Of course, the whole point of the exercise is called into question if you have to refer to Batman as "Rodentman" and Superman as "Bob." Which is, again, why a film version of 50 Shades seems in some ways like it would be more logical, or at least more comprehensible, than the books themselves. The novels treat the characters as if you care about them in themselves—as if you have affection for them going in, and want to see what happens to them because of that affection, rather than because they are in themselves likable, or even tolerable.

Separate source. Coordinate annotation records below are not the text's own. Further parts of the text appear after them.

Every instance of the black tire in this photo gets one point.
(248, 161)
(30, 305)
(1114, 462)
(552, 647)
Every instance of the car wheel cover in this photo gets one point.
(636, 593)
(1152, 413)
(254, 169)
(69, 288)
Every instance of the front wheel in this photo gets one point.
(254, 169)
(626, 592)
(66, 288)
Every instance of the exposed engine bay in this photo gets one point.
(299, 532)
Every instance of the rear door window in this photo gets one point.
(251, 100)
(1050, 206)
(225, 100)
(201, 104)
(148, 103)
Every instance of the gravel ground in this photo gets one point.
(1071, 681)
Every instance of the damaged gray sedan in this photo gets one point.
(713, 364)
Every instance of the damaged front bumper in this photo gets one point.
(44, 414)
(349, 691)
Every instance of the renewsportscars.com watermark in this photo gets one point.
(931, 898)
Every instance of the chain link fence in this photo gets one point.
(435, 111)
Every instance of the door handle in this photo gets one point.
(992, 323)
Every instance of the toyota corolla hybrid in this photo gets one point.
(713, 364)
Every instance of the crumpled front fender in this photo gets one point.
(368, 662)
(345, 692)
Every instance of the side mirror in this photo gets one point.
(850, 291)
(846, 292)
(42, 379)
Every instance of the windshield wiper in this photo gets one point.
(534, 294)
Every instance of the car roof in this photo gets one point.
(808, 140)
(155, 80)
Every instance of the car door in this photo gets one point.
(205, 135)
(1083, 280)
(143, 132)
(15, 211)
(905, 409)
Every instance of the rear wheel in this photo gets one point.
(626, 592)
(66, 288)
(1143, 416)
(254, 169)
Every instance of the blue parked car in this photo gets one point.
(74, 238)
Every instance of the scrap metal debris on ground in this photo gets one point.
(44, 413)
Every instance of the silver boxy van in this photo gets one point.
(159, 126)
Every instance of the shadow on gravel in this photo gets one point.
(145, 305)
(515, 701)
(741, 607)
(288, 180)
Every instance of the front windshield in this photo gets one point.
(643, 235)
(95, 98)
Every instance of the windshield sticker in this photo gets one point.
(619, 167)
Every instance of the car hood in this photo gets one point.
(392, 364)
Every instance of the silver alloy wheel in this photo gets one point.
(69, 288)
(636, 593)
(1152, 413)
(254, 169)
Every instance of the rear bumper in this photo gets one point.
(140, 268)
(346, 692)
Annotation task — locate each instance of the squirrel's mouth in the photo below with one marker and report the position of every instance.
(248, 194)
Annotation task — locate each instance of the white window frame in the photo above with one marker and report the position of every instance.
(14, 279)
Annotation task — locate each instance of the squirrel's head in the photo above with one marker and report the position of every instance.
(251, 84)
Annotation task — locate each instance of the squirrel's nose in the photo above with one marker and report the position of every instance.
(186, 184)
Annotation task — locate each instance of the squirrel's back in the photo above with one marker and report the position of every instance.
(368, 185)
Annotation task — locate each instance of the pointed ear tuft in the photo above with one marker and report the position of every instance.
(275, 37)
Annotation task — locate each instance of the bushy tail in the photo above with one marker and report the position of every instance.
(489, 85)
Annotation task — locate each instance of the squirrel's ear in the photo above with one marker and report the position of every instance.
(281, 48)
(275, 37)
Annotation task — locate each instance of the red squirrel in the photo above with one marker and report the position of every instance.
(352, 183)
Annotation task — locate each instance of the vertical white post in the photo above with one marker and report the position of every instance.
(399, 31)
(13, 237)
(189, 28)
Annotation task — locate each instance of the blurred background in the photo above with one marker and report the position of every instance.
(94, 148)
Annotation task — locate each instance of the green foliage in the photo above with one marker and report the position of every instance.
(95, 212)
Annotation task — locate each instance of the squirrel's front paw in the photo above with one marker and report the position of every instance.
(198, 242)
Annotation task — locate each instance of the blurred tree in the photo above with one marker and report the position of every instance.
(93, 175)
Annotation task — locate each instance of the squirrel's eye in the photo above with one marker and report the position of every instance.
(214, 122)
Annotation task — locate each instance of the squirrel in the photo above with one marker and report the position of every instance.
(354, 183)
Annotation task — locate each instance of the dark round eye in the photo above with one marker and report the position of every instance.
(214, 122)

But what seems like presumption in the books suddenly becomes par for the course in a film version. 50 Shades the novel is fan fiction robbed of its source material. But 50 Shades the film will be an adaptation designed to get mileage through echoing the popular book—which is to say, it'll be very close to being fan fiction itself. People who see the film really will care about Christian and Anna, because they will have already read about them. The weirdly disconnected and emotionally unmotivated action of the book will, in the film, have a referent—that referent being the book itself.

Filmgoers like to see adaptations of books they've read. It's not a good reason for a film to come into existence—but at least it's a reason of some sort, which is more than the orphaned, de-Bella-ed book has going for it. A movie audience—even (especially?) a movie audience that hasn't read the book—will know that they're supposed to like Anna because there were a bunch of best-sellers about her. Rather than book-Anna, pretending to be of interest in her own right, we get movie-Anna, who is simply another legacy-character marketing meme. 50 Shades the movie doesn't have to be coy about its derivativeness the way the book does. As a result, it's bound to be at least marginally more coherent than its source material.